In an editorial on Saturday, The Australian lamented the “economic illiteracy” of “digital first” publications.

“Labor is cheered on by a range of economically illiterate pundits in “digital first” publications and the twittersphere,” it said, adding, apparently in the hope of a Copenhagen repeat in the UN climate talks: “Perhaps agreement on targets will disappear after November’s Paris summit.”

Abbott on Monday suggested that a 50% renewable energy target would cost $60 billion. He didn’t explain where he got that number. But like the rest of the world, even if it were true, it would pale into comparison to the fossil fuel subsidies.

According to the IMF, Australia’s subsidy to this sector to expected be around $A41 billion in 2015, or around 2% of GDP. Its estimate of global fossil fuel subsidies amount to more than $5 trillion a year.

Abbott didn’t stop there though. He said the cut to the large-scale renewable energy target to 33,000GWh from 41,000GWh still meant that Australia would have 23.5 per cent renewable energy by 2020 (including rooftop solar).

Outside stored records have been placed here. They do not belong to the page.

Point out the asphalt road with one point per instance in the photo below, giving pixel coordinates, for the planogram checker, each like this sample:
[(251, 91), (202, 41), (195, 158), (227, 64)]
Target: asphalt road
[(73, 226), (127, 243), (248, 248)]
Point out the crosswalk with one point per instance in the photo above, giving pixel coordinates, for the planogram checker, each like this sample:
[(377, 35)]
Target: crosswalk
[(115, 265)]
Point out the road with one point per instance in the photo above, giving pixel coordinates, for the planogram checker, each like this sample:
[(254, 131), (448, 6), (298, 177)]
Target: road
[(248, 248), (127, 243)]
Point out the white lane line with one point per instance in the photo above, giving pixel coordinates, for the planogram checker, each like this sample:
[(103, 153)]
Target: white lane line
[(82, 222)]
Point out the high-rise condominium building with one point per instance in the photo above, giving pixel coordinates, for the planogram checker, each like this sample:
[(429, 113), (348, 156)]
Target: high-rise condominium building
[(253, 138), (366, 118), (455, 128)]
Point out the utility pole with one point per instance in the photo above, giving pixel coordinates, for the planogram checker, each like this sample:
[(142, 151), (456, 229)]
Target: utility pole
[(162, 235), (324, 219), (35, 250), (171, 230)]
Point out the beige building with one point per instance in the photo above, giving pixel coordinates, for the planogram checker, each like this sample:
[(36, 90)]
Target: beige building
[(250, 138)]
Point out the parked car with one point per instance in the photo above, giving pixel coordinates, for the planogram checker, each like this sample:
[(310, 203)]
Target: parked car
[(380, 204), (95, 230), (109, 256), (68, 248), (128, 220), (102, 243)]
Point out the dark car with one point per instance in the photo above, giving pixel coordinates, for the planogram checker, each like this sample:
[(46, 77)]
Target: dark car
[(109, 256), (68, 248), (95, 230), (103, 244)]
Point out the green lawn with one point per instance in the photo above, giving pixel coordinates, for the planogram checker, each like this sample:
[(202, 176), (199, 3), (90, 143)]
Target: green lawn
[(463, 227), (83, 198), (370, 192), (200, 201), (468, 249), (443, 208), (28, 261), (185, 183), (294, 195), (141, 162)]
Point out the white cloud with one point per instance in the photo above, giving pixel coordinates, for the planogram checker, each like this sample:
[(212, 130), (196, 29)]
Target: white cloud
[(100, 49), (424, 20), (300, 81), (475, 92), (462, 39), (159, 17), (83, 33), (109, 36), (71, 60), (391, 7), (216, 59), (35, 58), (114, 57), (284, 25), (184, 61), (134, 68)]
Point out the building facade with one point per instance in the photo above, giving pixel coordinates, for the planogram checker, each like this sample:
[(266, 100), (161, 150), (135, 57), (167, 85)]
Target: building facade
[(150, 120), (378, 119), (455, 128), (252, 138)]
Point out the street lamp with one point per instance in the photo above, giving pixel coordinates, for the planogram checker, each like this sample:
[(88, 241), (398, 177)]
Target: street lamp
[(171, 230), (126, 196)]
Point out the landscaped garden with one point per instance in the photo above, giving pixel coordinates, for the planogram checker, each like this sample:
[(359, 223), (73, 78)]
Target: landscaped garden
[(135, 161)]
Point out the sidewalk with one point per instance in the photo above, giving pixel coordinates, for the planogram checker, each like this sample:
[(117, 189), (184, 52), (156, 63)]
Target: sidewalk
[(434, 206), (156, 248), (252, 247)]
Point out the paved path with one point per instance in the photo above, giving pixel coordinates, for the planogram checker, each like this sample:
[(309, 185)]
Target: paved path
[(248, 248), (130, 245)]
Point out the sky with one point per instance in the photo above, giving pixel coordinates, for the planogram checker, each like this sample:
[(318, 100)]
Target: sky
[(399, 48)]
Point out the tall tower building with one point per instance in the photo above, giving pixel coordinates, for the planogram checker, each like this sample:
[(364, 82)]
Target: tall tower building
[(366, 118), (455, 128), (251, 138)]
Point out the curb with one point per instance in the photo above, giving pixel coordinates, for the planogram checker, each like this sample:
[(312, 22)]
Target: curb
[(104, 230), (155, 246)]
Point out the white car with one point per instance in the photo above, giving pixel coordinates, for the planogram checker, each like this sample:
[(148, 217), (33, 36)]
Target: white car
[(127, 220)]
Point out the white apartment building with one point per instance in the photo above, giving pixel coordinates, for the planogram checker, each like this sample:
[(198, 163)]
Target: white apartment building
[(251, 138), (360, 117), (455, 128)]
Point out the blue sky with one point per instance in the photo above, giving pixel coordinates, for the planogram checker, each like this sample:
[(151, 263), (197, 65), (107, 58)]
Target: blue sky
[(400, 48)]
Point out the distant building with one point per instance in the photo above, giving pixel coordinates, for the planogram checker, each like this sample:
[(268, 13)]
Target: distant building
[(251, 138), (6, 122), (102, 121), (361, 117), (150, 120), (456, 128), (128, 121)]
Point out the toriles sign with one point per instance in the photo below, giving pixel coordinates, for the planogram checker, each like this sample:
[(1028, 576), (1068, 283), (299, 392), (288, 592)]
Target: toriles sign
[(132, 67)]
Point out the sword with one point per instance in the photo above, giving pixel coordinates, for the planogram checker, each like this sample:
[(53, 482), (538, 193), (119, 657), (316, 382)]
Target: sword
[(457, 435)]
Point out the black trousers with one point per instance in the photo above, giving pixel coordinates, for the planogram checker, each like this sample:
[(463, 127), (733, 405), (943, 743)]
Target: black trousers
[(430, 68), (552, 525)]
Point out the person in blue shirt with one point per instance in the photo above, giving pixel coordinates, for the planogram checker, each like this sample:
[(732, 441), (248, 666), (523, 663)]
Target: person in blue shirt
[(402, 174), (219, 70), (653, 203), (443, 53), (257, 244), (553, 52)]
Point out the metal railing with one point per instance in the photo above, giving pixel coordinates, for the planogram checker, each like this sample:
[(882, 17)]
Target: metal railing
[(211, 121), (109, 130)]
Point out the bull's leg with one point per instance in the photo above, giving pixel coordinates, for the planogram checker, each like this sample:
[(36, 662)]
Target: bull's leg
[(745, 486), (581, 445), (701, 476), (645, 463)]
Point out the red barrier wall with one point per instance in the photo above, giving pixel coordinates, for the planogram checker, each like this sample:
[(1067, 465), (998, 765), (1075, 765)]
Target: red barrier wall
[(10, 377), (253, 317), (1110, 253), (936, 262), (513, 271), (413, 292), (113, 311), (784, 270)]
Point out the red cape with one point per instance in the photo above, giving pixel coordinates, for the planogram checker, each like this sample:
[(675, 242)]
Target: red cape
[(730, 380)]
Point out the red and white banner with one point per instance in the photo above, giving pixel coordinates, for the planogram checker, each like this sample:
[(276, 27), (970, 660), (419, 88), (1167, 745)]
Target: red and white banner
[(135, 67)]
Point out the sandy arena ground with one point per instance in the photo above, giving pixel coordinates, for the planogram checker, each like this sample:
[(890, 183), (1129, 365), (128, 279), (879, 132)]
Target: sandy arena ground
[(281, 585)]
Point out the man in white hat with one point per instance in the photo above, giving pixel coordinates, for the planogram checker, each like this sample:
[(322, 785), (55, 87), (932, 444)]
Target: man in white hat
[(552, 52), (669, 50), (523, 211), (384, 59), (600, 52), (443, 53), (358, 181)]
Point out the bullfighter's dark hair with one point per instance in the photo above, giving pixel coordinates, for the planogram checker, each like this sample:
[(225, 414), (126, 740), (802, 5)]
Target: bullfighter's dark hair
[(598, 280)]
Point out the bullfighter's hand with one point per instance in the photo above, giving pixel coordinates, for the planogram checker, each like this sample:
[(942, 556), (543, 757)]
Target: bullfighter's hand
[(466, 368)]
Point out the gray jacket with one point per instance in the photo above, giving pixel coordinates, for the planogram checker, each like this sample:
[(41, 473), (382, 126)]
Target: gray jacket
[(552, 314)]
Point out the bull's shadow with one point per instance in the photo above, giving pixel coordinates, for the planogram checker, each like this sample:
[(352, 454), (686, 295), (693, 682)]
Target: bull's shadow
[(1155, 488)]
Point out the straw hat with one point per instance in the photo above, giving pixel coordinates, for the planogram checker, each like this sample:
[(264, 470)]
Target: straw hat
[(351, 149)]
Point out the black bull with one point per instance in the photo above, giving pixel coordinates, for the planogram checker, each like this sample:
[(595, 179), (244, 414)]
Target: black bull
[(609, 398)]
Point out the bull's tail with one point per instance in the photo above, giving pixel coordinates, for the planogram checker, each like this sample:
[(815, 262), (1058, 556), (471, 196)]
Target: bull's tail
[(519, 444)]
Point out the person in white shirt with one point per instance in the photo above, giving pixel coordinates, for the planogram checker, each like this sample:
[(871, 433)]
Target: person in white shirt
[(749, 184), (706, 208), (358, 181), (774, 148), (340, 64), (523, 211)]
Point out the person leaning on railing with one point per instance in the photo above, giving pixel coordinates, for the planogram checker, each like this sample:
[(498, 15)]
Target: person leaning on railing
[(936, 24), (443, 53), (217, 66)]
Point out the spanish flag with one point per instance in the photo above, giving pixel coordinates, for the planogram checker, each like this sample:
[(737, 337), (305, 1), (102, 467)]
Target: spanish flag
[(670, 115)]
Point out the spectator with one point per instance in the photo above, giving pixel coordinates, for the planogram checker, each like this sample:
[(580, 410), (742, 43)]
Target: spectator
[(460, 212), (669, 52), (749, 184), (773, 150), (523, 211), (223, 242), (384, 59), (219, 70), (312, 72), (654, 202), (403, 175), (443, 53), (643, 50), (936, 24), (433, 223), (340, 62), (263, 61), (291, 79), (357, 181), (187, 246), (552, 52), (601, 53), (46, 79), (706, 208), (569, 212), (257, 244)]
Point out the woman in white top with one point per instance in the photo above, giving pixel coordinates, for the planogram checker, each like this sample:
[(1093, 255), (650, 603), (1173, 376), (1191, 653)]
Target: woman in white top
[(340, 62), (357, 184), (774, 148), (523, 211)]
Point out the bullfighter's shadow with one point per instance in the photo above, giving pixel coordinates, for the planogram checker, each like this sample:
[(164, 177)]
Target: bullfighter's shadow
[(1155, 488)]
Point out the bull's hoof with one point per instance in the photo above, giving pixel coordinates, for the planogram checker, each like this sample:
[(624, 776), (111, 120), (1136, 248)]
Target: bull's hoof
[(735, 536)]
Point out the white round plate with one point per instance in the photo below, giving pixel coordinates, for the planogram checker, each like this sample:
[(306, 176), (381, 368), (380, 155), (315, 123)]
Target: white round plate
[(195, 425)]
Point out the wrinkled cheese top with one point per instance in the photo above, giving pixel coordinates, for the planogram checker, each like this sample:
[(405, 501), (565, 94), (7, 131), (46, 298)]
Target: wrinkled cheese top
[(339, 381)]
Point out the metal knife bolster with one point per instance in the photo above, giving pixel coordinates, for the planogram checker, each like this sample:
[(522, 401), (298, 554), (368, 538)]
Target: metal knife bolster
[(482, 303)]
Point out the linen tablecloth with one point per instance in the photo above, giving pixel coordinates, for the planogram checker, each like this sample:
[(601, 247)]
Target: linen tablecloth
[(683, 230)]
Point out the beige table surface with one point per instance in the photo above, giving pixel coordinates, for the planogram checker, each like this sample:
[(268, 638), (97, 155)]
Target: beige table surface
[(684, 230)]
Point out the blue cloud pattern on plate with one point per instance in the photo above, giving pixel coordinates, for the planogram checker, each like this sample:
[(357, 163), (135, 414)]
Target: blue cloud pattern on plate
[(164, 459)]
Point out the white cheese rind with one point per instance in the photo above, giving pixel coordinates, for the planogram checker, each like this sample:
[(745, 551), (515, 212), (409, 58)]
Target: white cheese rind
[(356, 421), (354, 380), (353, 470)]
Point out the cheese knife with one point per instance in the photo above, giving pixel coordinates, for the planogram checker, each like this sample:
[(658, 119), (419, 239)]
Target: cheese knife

“That is more than enough,” he said. “The ETS …. might as well be called an electricity tax scam because that is what it is, an electricity tax scam that will be scamming the consumers of Australia for years and years and decades after it was to be put into place.”

Labor’s 50 per cent renewables target though, will not be met just through the mechanism of the “renewable energy target”. It will also likely include policies such as energy efficiency incentives, and closures of coal-fired generators, or even continued financing by the likes of the CEFC to create new asset classes.

The ACT has shown the way on how a 90 per cent renewable energy target can remain an “aspiration”, but can be supported by effective policies that create certainty for investment. And it will also be done with no net cost to consumers. But it can get away with that, because there is no fossil fuel industry (apart from the federal lobbyists) in the ACT.